Gli undici ritrovati si trovano attualmente a Mogadiscio. L’unica speranza per l’azione penale è quella di farli estradare in Italia o in un altro paese favorevole. E il filmato che ha messo insieme la cinetica dell’attacco? Quella è stata fatta da un elicottero americano in missione di ricognizione, spiega Ronconi, ma è stata trasmessa solo dopo la conclusione della nostra inchiesta. ROMA – Un cameraman italiano, Marcello Palmisano, giornalista del Tg2, è stato ucciso ieri a Mogadiscio; viaggiava con la corrispondente Carmen Lasorella scortata da una trentina di somali armati, quando il piccolo convoglio di auto è finito nel bel mezzo di uno scontro a fuoco.

Palmisano è stato ucciso da un proiettile o dalle schegge di una granata. Carmen Lasorella è rimasta gravemente ferita quando il fuoristrada su cui viaggiava ha preso fuoco. Di seguito la trascrizione integrale della messa in onda sul Tg2 del racconto di Carmen Lasorella di ieri sera. “Intorno alle 9:15, dopo un volo da Nairobi, SIAMO atterrati a Mogadiscio. Abbiamo lasciato i bagagli in una residenza del lato sud e siamo tornati al quartiere dell’aeroporto. Successivamente, siamo entrati silenziosamente nell’aeroporto, l’unico posto sicuro salvare il porto.

Non appena hanno lasciato il terminal dell’aeroporto, è scoppiato il caos. È successo tutto in un lampo. C’erano 30 uomini in totale, 15 in testa e 15 in coda. Un autista e altri due somali ci hanno fatto da scorta mentre io e Marcello viaggiavamo su un Land Cruiser. Un ‘tecnico’, uno dei camion compatti armati di mitra e anche di cannoni, con a bordo numerosi uomini armati, ci ha tagliati la strada nemmeno 250 metri dopo che avevamo lasciato l’aeroporto. Il nostro autista ha iniziato a gridare agli altri automobilisti: “Per favore, fateci passare!” Le nostre due “tecniche” avevano perso il contatto con noi in quel momento, lasciandoci indifesi.

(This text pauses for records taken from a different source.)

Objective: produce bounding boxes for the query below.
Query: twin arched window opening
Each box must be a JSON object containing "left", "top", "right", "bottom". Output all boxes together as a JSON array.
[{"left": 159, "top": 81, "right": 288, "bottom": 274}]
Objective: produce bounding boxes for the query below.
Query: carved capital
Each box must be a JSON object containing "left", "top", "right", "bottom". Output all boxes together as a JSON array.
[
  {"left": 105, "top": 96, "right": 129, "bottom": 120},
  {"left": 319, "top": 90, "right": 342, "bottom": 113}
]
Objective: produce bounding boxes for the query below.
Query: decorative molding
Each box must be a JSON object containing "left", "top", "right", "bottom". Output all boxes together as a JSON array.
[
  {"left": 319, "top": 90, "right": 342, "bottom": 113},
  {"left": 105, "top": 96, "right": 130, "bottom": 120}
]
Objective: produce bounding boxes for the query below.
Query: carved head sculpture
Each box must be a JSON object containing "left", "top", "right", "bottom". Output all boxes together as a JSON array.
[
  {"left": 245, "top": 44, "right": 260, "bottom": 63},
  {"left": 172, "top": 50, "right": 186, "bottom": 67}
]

Una delle “tecniche” con cui il nostro autista ha cercato di forzare la serratura è fallita. punto accadde uno strano evento: l’autista uscì dal veicolo e fu sostituito da un altro che tentato di sfondare la barriera. Sono stati sparati proiettili che hanno colpito i nostri pneumatici. C’è stato un attentato alla vita del nostro Land Cruiser. In quell’istante iniziò una pioggia di fuoco. Ho contato nove diverse “tecniche” che si sono presentate, ma potrebbe essere basso. Ho sentito una bomba esplodere e thit i cannoni iniziarono a sparare. Io, quello sul sedile anteriore, mi infilai sotto il cruscotto e vi nascosi la testa.

Marcello era appallottolato sotto il sedile del passeggero. Era come se fossimo topi in gabbia. Si sentiva il rumore dei proiettili che rimbalzavano contro l’armatura. Una “tecnica” vicina è stata fatta saltare in aria da una granata. Lì è scoppiato un incendio. La scorta è presumibilmente partita per proteggerci da terra ed è svanita. C’era silenzio assoluto tra me e Marcello, lo sentivo persino prendere fiato. Più tardi ho notato che aveva difficoltà a respirare. Quindi ho pensato che fosse spaventato. Anch’io ero terrorizzata e non volevo suggerirgli niente, quindi sono rimasta zitta. Aspettavo che la sua sofferenza finisse e in realtà si fermò: era morto. Il nostro Land Cruiser ha iniziato a prendere fuoco. Dobbiamo scendere, ho detto a Marcello.